Pendant qu’elle se confessait avec cette amertume, car elle était dans un moment de crise et n’usait pas ordinairement, même en tête-à-tête avec sa conscience, d’une pareille sincérité, madame Tonska se pénétrait de la nécessité de quitter l’impasse où elle s’était engagée.
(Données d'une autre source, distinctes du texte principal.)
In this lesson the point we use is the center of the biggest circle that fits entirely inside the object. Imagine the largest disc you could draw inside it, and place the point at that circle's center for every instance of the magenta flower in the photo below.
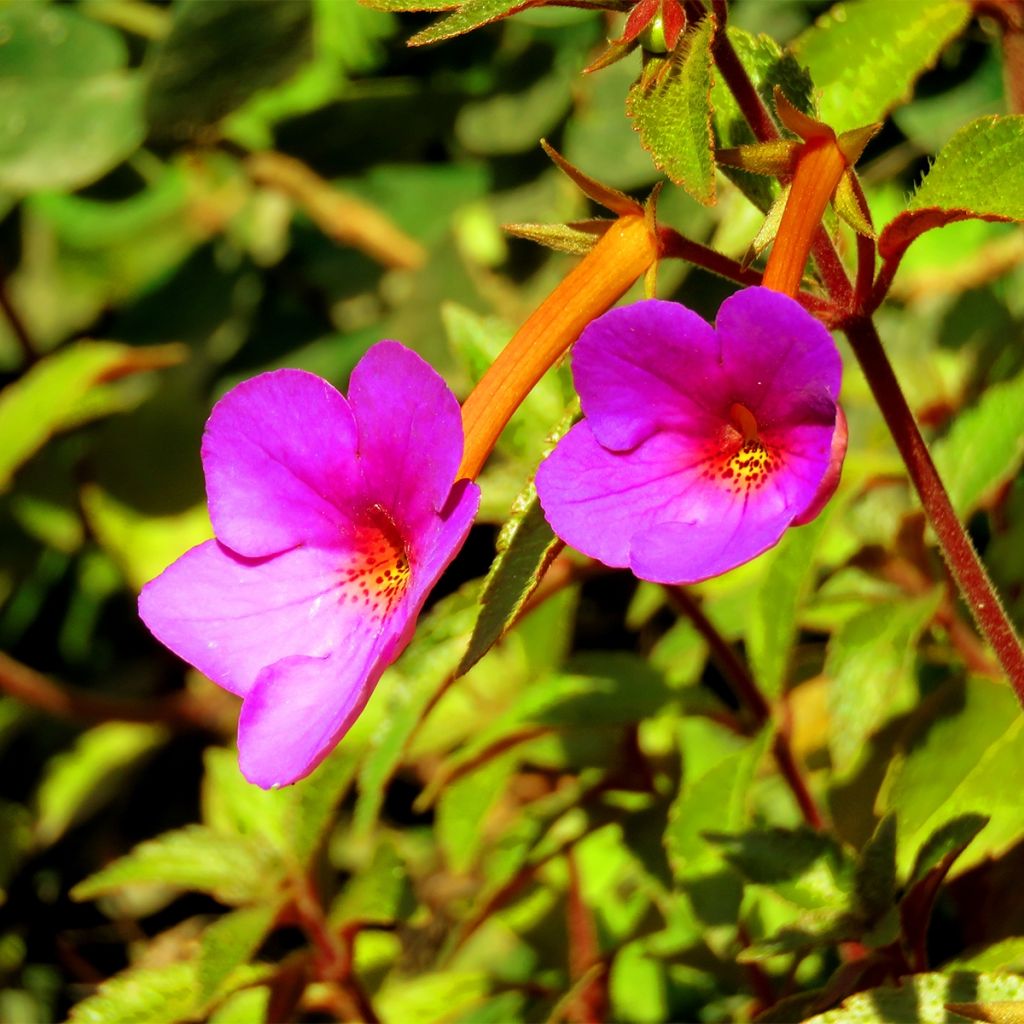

Cette situation, avec un caractère comme le sien, se reproduisait quelquefois ; alors elle passait invariablement par trois états : d’abord une révolte violente, comme celle à laquelle le lecteur vient d’assister ; insurrection complète, cris, fureurs, rupture du joug ; en second lieu, résolution ferme de jeter à la figure de la tyrannie répudiée tous les débris des gênes mises hors de service ; troisièmement, et sous l’impression rafraîchissante du sentiment de la liberté reconquise, un retour graduel, hésitant, mais enfin complet à la prudence et à la modération.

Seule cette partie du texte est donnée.